By becoming freelancers, these people believe they can stay ahead of such threats and carve out careers in which they can respond quicker to big tech shifts. Some 65% of independents say they are updating skills to remain marketable, compared with 45% of employees who say the same thing.
And remember, many independents who file 1099 forms with the Internal Revenue Service as self-employed individuals own small businesses.
This group also is enjoying its halcyon days. The National Federation of Independent Business found last month that small-business optimism is at its highest ever in the 45 years it’s been surveying members.
Add it all up and you can see that this is a great market for a tech leader that caters to this massive block of self-employed people.
That’s exactly what makes Intuit Inc. (Nasdaq: INTU) a powerhouse in this field.
Yes, the software firm sells heavily to consumers with its famous TurboTax package. The best-known product in its class, Turbo Tax has more than 50 million users.
But Intuit also counts more than 5.5 small businesses and self-employed people as clients with products like the accounting package QuickBooks. With QuickBooks, independents can track their banking, sales, expenses, taxes, reports, and more in a single dashboard.
The storied Silicon Valley leader really picked up the pace with self-employed clients beginning in 2014. That’s when it launched QuickBooks Online Self-Employed.
It was a big hit with independents and is now one of the firm’s fastest-growing products, counting 700,000 users.

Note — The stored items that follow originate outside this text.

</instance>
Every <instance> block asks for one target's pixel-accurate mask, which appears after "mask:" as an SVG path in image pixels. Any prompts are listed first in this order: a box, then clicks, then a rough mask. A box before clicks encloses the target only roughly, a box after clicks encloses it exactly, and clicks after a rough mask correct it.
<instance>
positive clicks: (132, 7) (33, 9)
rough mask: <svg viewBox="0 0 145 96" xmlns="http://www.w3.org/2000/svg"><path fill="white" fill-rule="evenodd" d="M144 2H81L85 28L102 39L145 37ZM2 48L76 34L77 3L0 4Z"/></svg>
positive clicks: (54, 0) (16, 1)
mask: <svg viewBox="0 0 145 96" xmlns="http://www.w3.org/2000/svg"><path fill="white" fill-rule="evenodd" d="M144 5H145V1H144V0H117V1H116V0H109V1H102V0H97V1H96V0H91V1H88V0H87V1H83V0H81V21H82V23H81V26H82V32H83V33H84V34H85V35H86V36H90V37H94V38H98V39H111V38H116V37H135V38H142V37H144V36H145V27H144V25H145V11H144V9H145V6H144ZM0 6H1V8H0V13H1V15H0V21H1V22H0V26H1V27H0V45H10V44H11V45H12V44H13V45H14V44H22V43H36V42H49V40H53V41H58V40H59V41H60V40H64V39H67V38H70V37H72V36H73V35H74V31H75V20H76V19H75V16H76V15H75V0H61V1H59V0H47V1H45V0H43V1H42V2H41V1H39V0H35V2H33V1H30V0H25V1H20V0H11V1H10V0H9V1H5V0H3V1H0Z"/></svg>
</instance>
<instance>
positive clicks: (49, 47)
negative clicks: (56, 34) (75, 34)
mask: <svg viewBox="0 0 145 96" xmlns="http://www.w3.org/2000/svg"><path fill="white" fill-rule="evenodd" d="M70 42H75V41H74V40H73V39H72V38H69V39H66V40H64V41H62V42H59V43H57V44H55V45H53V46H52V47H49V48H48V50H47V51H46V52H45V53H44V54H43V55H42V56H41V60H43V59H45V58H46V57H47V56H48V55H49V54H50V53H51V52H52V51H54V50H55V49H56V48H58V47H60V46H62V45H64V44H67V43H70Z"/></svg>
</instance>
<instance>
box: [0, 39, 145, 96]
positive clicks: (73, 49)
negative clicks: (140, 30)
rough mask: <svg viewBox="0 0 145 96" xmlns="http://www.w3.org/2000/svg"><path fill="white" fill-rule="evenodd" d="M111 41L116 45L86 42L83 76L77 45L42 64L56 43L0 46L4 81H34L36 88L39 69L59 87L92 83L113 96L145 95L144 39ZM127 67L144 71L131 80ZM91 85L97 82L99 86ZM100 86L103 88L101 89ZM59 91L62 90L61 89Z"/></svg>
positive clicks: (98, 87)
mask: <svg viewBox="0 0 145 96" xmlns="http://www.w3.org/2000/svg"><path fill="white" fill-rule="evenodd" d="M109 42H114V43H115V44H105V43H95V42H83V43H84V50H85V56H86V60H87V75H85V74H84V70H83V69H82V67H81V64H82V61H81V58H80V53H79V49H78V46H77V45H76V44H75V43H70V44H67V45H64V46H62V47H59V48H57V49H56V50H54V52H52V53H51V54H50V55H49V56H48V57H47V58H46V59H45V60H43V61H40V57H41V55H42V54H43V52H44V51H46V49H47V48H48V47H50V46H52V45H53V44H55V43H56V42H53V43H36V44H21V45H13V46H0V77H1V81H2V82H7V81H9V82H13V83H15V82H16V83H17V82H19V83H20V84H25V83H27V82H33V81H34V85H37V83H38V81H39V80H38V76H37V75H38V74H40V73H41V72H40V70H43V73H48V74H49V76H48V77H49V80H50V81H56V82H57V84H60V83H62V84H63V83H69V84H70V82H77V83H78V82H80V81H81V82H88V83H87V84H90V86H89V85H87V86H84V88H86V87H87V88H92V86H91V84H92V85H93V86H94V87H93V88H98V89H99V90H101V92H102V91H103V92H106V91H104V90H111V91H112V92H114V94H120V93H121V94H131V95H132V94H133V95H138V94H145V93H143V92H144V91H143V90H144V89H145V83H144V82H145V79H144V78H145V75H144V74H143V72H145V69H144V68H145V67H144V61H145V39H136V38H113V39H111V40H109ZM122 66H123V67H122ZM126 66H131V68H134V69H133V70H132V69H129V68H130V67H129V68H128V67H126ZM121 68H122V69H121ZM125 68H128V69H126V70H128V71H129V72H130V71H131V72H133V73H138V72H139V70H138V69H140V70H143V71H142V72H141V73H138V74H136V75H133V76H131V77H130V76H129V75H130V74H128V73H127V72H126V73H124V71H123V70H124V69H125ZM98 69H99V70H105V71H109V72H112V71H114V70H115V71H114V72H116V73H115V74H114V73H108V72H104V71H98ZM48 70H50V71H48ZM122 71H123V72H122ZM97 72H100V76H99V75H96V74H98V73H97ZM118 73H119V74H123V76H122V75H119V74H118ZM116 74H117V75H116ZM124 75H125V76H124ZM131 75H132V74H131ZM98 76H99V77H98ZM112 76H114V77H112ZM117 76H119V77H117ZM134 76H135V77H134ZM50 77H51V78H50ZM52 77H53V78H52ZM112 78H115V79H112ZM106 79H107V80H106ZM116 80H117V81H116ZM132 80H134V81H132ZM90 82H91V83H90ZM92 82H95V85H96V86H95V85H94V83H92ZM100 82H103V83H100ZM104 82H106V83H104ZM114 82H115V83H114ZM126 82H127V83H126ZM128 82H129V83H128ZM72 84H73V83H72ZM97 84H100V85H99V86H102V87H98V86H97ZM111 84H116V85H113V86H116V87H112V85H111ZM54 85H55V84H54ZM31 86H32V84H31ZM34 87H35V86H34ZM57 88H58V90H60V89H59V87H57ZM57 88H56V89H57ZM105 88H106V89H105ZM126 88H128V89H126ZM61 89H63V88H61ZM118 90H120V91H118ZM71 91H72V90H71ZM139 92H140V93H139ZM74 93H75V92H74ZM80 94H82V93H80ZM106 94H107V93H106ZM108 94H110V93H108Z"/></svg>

This helps explain why Intuit’s self-employed and small-business unit grew 18% in its most recent quarter, compared with the year-ago period.
Intuit’s own surveys show that the ratio of independents will rise to 43% of the workforce by 2020.
The company is clearly taking a cue from its customers. And it’s all because of its highly popular financial app Mint. In 2013, the company noticed that users wanted to keep personal and professional expenses separate – and pounced on the market.
Now, Mint gaining popularity with this user group. The cloud-based app allows users to track their bills, get alerts about upcoming bills, get credit checks, set and maintain budgets, and get tips on how to save money.
With these powerful packages, no wonder Intuit is doing so well and offers investors the chance to score outsize gains.
Consider that in its fiscal fourth quarter ended July 31, sales grew 17% from the year-ago quarter to $938 million. Even better, earnings per share doubled to 18 cents.
And we can see the impact of that earnings growth on the stock’s appreciation. Over the past two years, the stock is up more than 107%, beating the S&P 500 by nearly 200%.
In other words, this is more than just a great way to play the red-hot trend of self-employed individuals.
This is one of those dependable tech leaders that you can count on for the long haul to keep you squarely on the Road to Wealth.